去勢

 午后おそくから杉並方面にチャリで散歩。
 あてどもなく彷徨う。秋の陽射しにまどろむような路地と町並み。なんちゃらはつるべ落としとはよく言ったもので、刻々と傾く西日に、街の表情も劇的に変化する。某スジには有名な成宗の白山神社の前を通りかかると、向いにあった渋い米屋が跡形もなく消えていた。まったくえげつないことをしやがるものだ。開発断固反対。田舎の風情を色濃く残した善福寺川沿いの風景も、少しずつ失われていってしまうようで寂しい。
 むかしよく散歩した公団住宅が見たくなりうろうろ探す。うろおぼえなので、何度来ても場所がおぼつかないのだが、なんとか見つかる。良かった、こちらはまだ壊されてなかった。。有名な阿佐ヶ谷住宅テラスハウスなんぞを思わせる、時代からとり残されたような瀟洒な公団風住宅。隣接する荒廃しきった公園もとても美しい。団地マニアにも巨大な高層建築を好む方やら、ボロいのを好む方やらといろいろだが、とくに寂れた公団っぽいのを好むスジにはグっとくるに違いない。そのあと、高円寺駅のほうにもどり、品のないものをドカ喰いして帰投。

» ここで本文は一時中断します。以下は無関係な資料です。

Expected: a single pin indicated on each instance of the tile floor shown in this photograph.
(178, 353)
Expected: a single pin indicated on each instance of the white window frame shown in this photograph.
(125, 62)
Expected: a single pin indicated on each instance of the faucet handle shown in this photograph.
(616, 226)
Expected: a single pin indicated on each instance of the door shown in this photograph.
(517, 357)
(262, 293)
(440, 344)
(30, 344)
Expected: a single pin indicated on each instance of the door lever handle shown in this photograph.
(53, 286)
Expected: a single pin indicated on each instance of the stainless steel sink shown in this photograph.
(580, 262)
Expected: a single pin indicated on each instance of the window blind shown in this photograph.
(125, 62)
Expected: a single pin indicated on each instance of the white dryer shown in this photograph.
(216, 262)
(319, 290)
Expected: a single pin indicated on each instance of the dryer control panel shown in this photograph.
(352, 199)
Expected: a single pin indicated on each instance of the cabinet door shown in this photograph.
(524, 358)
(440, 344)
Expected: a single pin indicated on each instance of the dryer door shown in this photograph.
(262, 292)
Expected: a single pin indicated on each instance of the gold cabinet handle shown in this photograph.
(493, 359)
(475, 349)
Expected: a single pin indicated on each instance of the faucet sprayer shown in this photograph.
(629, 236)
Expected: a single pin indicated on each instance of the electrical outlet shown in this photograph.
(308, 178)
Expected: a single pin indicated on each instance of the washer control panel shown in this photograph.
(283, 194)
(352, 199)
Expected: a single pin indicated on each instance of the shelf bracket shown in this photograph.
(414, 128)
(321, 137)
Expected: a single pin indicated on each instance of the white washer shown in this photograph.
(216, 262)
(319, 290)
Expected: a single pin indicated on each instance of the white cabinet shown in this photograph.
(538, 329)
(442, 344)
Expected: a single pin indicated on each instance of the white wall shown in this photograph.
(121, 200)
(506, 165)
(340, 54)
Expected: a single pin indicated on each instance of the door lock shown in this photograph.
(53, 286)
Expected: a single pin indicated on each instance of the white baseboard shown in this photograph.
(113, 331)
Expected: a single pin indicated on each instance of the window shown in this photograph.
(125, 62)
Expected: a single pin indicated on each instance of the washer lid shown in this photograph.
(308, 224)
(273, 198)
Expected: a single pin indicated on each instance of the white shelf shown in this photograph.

 メールホームより「ラジオで聴きたいのは赤裸々な本音の方」とのご意見いただく(いつもありがとうございます。毎回楽しく拝見いたしております)。たしかに昨日の日記などアホみたいに好き勝手に書き散らかしているけど、(たぶん誰にでもある)真夜中の気分にありがちな例のアレですので、ああいうのをラジオで出てきてそのままぶつけるのは、自分のような器の人間にはなかなか至難かと思われる。なにか思っても、いざ口にしようとする前にリミッターがかかってしまう、自分のような著しく社会性を欠いた人間でもなお。言わば社会に去勢された馬の骨、という意味でもradio impotentsなのだ。(ちょうどさっきまで、隣人が人から借りてきた最強昆虫決定戦みたいな内容のDVDを鑑賞していたんだけど、そこにリオックという巨大なコオロギみたいな肉食昆虫が出てきて、毒サソリやら大ムカデやらタランチュラやらを次々と頭から貪り喰っていて(戦う、というより補食)、そいつはまさに自然の生命力というか残忍さの象徴のようだった。そういうものを観てもやはり現代社会に去勢されたおのれを自覚するのだ。)
 この「不能感」とか「無能感」みたいなテーマが、ここ数年ずっと自分の心を捕らえてはなさない、ということは以前にも書いたけれど、ラジオをするようになっても、やはり大きなテーマとして不能感というのが絶えず心の中を占めている。それは、なにをしようがどう足掻こうがどうにもならんという諦念じみた心境でもあるし、逆に「不能ということはいったいなにか?」みたいなことを考え続けることがライフワークというか、何をしょうとするときも、いちいち、とっかかりというか原動力みたいなものになっている気もする。